そこでヒペネア・マクランサは自ら花粉ブラストを発射させることで、ハチドリの体に花粉を付けているのです。
これは過去の研究で十分に指摘されていたことでしたが、研究チームは今回、花粉ブラストにはまだ別の利点があるのではないかと考えました。
それが「ライバルの花粉を吹き飛ばす」ことです。
もしライバルの花粉を吹き飛ばすことができれば、ハチドリが別種の植物の花粉にまみれていても、自分の花粉を多く付着させることが可能でしょう。
チームはこの仮説を検証すべく、実験を行いました。
実験ではまず、ハチドリの頭蓋骨標本を使い、クチバシにヒペネア・マクランサとは別種の植物の花粉を散布しました。

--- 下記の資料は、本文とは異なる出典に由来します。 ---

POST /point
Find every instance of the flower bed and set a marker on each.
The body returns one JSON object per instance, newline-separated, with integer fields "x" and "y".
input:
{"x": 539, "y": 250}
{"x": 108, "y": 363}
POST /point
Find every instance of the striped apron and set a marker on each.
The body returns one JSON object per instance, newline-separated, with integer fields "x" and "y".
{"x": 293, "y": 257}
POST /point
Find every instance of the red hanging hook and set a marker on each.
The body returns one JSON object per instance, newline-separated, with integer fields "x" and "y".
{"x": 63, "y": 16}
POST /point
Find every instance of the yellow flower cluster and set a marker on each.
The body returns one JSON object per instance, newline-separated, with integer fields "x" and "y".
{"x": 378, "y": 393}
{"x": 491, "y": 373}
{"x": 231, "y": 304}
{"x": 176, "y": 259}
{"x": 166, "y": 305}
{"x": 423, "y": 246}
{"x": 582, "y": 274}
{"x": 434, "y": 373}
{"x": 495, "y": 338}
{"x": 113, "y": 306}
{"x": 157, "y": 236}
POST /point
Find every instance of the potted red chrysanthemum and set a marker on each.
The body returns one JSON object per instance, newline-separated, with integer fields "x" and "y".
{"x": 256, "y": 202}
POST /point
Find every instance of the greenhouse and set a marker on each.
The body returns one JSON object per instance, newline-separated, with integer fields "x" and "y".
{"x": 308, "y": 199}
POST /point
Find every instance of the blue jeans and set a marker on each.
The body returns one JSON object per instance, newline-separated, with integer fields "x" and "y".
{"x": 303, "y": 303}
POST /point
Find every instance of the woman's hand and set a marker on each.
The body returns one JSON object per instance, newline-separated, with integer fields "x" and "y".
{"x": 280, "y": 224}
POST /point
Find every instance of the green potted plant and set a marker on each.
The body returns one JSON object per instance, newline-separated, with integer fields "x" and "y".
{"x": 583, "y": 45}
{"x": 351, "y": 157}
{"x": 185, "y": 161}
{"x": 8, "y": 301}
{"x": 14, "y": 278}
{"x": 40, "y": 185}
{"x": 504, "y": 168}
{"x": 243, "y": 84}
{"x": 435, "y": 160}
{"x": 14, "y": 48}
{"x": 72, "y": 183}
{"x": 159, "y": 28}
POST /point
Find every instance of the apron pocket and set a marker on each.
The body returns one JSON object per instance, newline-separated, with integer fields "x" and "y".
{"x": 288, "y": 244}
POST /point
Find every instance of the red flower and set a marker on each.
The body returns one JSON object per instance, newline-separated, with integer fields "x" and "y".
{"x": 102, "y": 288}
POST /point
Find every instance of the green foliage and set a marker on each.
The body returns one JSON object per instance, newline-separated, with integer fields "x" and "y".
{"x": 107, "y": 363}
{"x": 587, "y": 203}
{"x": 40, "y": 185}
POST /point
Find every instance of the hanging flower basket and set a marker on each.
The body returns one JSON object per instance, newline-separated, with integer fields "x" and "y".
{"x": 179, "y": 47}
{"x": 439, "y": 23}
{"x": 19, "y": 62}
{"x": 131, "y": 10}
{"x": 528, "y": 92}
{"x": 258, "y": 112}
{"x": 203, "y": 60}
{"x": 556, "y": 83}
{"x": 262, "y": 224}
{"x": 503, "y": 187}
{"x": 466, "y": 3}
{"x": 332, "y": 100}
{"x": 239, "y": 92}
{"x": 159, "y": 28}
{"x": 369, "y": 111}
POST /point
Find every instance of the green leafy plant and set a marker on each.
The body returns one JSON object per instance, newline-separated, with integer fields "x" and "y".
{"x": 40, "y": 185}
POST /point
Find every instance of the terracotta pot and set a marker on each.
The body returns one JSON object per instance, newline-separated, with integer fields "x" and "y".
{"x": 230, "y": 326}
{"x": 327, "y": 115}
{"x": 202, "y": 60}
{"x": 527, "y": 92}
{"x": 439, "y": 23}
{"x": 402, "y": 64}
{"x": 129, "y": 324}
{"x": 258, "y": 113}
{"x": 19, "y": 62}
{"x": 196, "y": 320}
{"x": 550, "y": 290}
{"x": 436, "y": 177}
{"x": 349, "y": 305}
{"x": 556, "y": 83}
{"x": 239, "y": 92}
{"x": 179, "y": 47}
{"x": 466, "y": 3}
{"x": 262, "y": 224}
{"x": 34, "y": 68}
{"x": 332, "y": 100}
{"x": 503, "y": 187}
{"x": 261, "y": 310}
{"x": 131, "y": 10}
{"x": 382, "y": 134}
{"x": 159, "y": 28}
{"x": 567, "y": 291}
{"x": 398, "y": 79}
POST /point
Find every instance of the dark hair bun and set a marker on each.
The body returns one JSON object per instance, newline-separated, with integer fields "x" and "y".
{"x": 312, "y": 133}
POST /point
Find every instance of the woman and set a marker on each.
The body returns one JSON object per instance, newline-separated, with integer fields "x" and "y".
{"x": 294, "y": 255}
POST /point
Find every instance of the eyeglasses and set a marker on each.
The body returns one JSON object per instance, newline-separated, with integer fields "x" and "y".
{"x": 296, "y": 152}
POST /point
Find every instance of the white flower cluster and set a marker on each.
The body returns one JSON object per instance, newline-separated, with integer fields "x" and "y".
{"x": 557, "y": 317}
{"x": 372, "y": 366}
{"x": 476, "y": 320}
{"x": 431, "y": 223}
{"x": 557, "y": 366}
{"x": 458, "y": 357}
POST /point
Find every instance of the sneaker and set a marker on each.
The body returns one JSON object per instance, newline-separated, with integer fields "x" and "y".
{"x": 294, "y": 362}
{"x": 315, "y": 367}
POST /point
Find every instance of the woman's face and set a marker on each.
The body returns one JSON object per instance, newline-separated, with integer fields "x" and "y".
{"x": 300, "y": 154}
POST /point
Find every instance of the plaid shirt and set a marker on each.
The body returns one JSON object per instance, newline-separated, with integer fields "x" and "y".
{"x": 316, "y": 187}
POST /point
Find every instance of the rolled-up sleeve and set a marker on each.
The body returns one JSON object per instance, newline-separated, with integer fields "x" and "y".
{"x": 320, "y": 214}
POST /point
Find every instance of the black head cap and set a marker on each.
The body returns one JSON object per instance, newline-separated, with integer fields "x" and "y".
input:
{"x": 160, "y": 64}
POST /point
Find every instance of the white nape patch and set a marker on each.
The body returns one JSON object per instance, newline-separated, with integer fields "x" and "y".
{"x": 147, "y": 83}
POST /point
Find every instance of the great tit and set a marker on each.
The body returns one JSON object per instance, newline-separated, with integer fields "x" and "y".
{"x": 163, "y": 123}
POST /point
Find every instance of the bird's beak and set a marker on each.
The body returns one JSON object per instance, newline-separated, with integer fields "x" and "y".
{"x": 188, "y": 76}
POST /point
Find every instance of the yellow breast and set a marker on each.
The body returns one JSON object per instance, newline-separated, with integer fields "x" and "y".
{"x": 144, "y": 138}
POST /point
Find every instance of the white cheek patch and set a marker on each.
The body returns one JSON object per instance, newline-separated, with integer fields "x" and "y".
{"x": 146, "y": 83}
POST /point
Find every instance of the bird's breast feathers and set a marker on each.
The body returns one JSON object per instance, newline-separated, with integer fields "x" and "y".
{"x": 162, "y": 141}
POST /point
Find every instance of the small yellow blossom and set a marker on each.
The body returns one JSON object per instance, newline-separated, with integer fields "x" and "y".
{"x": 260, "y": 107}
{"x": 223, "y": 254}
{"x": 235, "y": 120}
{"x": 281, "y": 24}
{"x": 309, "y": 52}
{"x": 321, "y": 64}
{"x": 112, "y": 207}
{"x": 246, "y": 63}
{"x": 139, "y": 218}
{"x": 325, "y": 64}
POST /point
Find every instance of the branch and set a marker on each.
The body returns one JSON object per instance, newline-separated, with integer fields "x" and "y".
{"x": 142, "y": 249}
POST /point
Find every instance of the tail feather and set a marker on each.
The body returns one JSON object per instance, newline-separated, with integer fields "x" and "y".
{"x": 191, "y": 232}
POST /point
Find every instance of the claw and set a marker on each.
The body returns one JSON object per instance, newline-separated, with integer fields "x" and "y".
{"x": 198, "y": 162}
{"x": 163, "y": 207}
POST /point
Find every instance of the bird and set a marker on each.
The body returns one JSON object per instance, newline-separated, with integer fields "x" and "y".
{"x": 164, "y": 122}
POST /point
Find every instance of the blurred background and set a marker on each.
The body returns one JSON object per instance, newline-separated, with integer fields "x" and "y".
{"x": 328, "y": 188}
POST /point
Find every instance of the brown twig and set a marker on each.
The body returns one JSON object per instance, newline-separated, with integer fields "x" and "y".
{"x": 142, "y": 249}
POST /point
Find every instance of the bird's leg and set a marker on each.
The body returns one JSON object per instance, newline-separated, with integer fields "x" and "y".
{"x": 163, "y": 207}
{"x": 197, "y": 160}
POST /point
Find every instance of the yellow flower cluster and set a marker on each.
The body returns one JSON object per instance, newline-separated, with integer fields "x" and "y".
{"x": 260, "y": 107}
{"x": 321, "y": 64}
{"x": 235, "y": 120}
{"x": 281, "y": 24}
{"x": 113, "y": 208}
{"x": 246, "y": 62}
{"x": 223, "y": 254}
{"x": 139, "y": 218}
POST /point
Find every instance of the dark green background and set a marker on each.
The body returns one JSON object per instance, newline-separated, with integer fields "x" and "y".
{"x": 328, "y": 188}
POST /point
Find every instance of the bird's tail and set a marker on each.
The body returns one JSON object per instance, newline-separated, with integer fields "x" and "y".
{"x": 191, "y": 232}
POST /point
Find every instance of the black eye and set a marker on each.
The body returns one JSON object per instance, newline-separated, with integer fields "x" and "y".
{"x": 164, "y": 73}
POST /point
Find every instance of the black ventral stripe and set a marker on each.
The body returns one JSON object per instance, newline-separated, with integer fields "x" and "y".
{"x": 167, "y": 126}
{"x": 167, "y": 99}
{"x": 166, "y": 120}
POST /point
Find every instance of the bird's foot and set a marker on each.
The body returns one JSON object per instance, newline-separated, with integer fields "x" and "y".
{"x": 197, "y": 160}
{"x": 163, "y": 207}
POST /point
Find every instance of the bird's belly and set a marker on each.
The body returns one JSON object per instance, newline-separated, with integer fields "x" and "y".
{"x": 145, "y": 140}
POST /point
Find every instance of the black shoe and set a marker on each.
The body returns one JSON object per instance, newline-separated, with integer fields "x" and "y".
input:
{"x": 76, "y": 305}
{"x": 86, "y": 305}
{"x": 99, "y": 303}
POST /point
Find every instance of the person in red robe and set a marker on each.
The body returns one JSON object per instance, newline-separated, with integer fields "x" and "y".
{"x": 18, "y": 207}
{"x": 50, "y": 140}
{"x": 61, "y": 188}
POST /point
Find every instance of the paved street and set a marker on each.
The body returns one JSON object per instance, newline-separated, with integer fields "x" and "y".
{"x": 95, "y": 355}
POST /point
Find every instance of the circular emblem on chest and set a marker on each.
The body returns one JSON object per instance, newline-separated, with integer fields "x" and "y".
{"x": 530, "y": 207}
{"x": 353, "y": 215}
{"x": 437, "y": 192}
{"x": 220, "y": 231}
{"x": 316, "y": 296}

これらの花粉は蛍光標識によってUV光を当てると、光って目視しやすいようになっています。
そしてチームはハチドリのクチバシをヒペネア・マクランサの花弁に差し込んで刺激を与え、花粉ブラストを起こさせました。
その後、クチバシにUV光を照射して顕微鏡で残っている花粉粒をすべて数えて、実験前と比較。
するとヒペネア・マクランサの花粉ブラストによって元々の花粉粒の多くが吹き飛ばされて少なくなっており、逆にヒペネア・マクランサの花粉粒が多く付着していたのです。
この結果から、ヒペネア・マクランサの花粉ブラストはただ自分の花粉を送粉者に付着させるだけでなく、送粉者にあらかじめ付着していたライバル植物の花粉を吹き飛ばすのにも役立っていることが支持されました。
ステレンボッシュ大学の進化生態学者で、研究主任のブルース・アンダーソン(Bruce Anderson)氏は今回の結果を受けて、「私たちの発見は植物における競争的花粉除去(competitive pollen removal)という考えの初の証拠を提示するものである」と述べています。